Get candidate introgressed fragments
Input
To obtain candidate introgressed fragments from sstar, users should provide the output (e.g. test.tract.threshold) from sstar threshold. If no source genome is available, users can use the following command:
sstar tract --threshold test.tract.threshold --output-prefix test
If one source individual is available, users can calculate source match rates and output these source match rates and candidate introgressed regions in a single BED file:
sstar tract --threshold test.tract.threshold --output-prefix test --match-rate test.tract.src1.match.rate
If source genomes from two different source populations are available, users can provide the output (e.g. test.tract.src1.match.rate and test.tract.src2.match.rate) from sstar matchrate, and use the following command:
sstar tract --threshold test.tract.threshold --output-prefix test --match-rate test.tract.src1.match.rate test.tract.src2.match.rate
Output
If no source match-rate file is provided, sstar tract writes one BED file:
test.bed
If one source match-rate file is provided, sstar tract writes one BED file containing the source match rate:
test.bed
If two source match-rate files are provided, sstar tract writes two BED files:
test.src1.bed
test.src2.bed
These two files contain segments assigned to one of the two possible source genomes or source populations.

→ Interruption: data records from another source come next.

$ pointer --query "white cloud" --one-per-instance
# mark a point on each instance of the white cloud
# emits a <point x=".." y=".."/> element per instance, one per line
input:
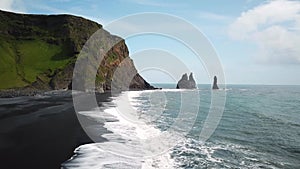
<point x="12" y="5"/>
<point x="275" y="27"/>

An example for the output is below:
| 1 | 75030000 | 75080000 | tsk_10 | 0.280797 |
- The first column is the name of the chromosome.
- The second column is the start position.
- The third column is the end position.
- The fourth column is the name of the sample.
- The fifth column is the source match rate. This column is included only when source match-rate files are provided.
Settings
When two source match-rate files are provided, users can use --diff to set the difference cutoff for assigning tracts to the two sources. The default is 0.
For two source match-rate files, the current implementation compares match_rate_x - match_rate_y, where match_rate_x is from the first match-rate file and match_rate_y is from the second match-rate file. Rows with match_rate_x - match_rate_y > diff are written to .src1.bed, and rows with match_rate_x - match_rate_y < diff are written to .src2.bed.